A senior U.S. Federal Reserve official warned on Thursday that the United States could fall into recession again in 2021 if reopening the economy too quickly with a resurgence of the coronavirus.
"The less optimistic scenario is that we open too quickly and see a significant second wave of the virus. Not only would this be a health catastrophe, but it would reverse the recovery as well," Philadelphia Federal Reserve Bank President Patrick Harker told the Chicago Council on Global Affairs via Zoom.
"In this less hopeful scenario, I project a similar growth path to the baseline for 2020, followed by a painful economic contraction of GDP (gross domestic product) in 2021 as shutdowns are reintroduced," he said.

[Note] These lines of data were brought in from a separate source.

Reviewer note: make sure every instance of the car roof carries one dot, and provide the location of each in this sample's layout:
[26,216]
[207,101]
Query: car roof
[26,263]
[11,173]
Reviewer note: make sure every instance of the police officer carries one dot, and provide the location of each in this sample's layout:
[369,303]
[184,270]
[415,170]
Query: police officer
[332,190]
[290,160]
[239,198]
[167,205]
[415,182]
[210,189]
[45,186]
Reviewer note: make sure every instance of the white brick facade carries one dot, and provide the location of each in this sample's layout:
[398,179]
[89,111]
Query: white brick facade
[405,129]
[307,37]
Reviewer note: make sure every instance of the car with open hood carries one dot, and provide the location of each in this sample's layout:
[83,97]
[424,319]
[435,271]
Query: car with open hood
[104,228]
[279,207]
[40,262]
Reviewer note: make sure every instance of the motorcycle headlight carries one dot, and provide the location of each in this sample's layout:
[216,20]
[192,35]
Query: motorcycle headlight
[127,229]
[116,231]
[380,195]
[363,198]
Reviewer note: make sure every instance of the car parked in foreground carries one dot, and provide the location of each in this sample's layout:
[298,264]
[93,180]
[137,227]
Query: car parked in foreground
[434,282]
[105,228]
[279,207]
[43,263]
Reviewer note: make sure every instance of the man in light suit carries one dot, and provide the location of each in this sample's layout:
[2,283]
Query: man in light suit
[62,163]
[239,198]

If the economy largely opens in June and there is no second wave of the virus in the fall, Harker expected a significant economic rebound in the second half of the year following a severe contraction in the second quarter.
"However, the second half rebound is not enough to fully offset the contraction in Q1 and Q2; 2021 would then show above-trend annual GDP growth," he said.
"Until the virus itself is under control, even as more states gradually open up, we can expect the economy to underperform relative to where it was just a couple of months ago," added the Fed official.
U.S. real GDP in the first quarter contracted at an annual rate of 4.8 percent amid COVID-19 fallout, the biggest quarterly decline since the 2008 financial crisis, the Commerce Department reported last week.
As of Thursday night, over 1.2 million people have been infected with the coronavirus across the country, with the death toll surpassing 75,000, according to Johns Hopkins University.